D'Lugoff turned away Bob Dylan, prompting the latter to write music in the basement of the club.[2] He also fired a Dustin Hoffman for providing poor table service. Playwright Sam Shepard once bused tables.[3]
D'Lugoff styled himself on the famous showman Sol Hurok.[4] His avant-garde programming also set the stage for theatrical nudity in New York - the 1974 musical review Let My People Come featured a fully nude co-ed cast.[3]

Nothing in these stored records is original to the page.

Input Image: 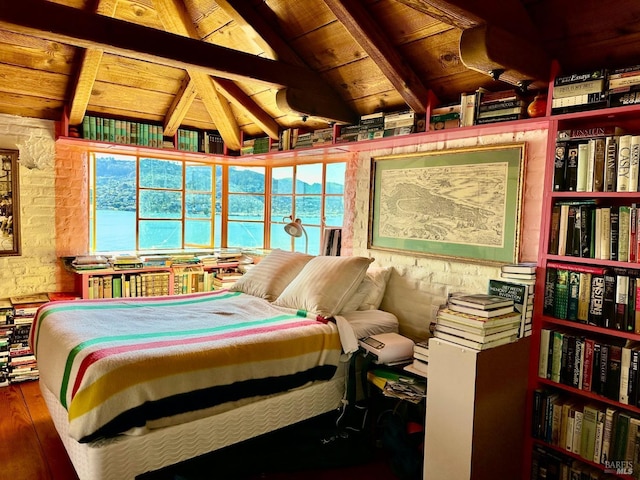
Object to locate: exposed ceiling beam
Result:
[163,73,198,137]
[324,0,428,113]
[0,0,357,123]
[69,0,116,125]
[397,0,539,40]
[216,0,307,67]
[216,0,358,123]
[153,0,242,150]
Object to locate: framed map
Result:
[368,143,525,264]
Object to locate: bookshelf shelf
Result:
[523,95,640,480]
[72,262,238,299]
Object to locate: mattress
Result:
[40,294,398,480]
[40,364,346,480]
[31,290,341,442]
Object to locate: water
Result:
[96,210,342,255]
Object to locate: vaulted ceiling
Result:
[0,0,640,149]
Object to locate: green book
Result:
[111,277,122,298]
[553,269,569,320]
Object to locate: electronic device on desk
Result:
[359,333,413,365]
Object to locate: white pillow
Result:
[229,250,313,302]
[358,267,393,310]
[274,256,373,318]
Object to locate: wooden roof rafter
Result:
[0,0,357,142]
[69,0,116,125]
[324,0,428,113]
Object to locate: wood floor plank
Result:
[0,385,53,480]
[21,382,78,480]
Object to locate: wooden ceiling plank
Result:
[187,69,242,150]
[397,0,539,41]
[69,0,116,125]
[69,48,102,125]
[164,74,197,137]
[0,0,326,89]
[153,0,242,150]
[324,0,427,113]
[216,0,278,63]
[213,78,280,140]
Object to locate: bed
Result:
[31,251,398,480]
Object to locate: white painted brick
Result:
[0,114,58,298]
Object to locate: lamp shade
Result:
[283,216,309,253]
[284,218,304,237]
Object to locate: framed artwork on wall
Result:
[0,150,20,256]
[368,143,525,264]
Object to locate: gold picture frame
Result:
[368,143,526,264]
[0,150,20,256]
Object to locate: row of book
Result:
[460,88,528,127]
[530,445,640,480]
[82,115,224,154]
[0,293,49,386]
[429,263,537,350]
[532,389,640,472]
[549,200,640,263]
[551,65,640,114]
[70,249,245,271]
[543,262,640,333]
[553,126,640,192]
[86,267,242,298]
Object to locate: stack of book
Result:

Financial reverses led D'Lugoff to declare bankruptcy in 1991. He closed the club in 1994.[4] In the wake of The Village Gate's closing, D'Lugoff dreamed of opening a new jazz club near Times Square. He worked on raising money for the development of a national jazz museum and hall of fame to be located in New York City.[2][5] D'Lugoff's idea of a museum eventually developed into the National Jazz Museum of Harlem.[6]

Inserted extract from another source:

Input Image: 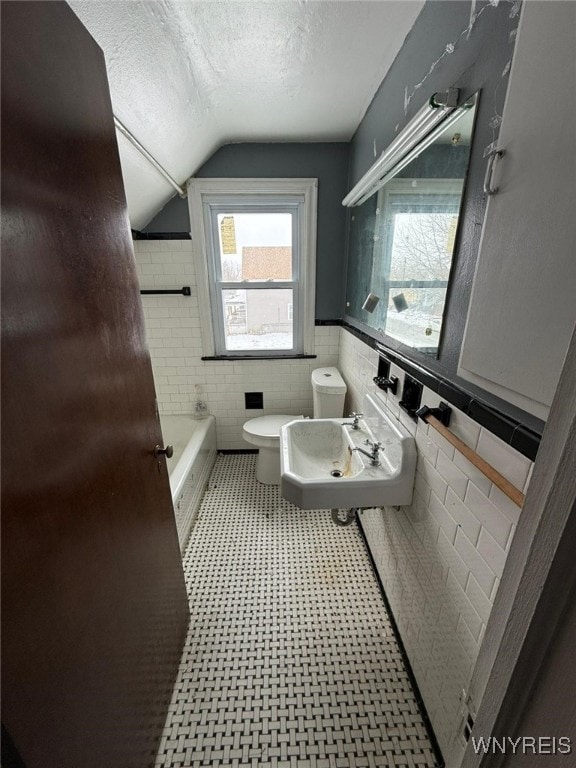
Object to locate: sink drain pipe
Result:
[330,507,359,525]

In 2008 the Village Gate re-opened under the name "Le Poisson Rouge", with D'Lugoff as a consultant.[1][7]
On November 4, 2009, after complaining of a shortness of breath, he was taken to New York-Presbyterian Hospital where he died at the age of 85.[3] On November 7, 2009, citing an unnamed source, the New York Post claimed that at the time of his death, D'Lugoff was weeks away from re-launching his nightclub at an even bigger downtown venue.[3]
D'Lugoff's wife, Avital D'Lugoff, worked as a photographer; she died on March 29, 2010.[8] The couple had four children: Sharon, Dahlia, Rachael, and Jazz pianist Raphael.[9]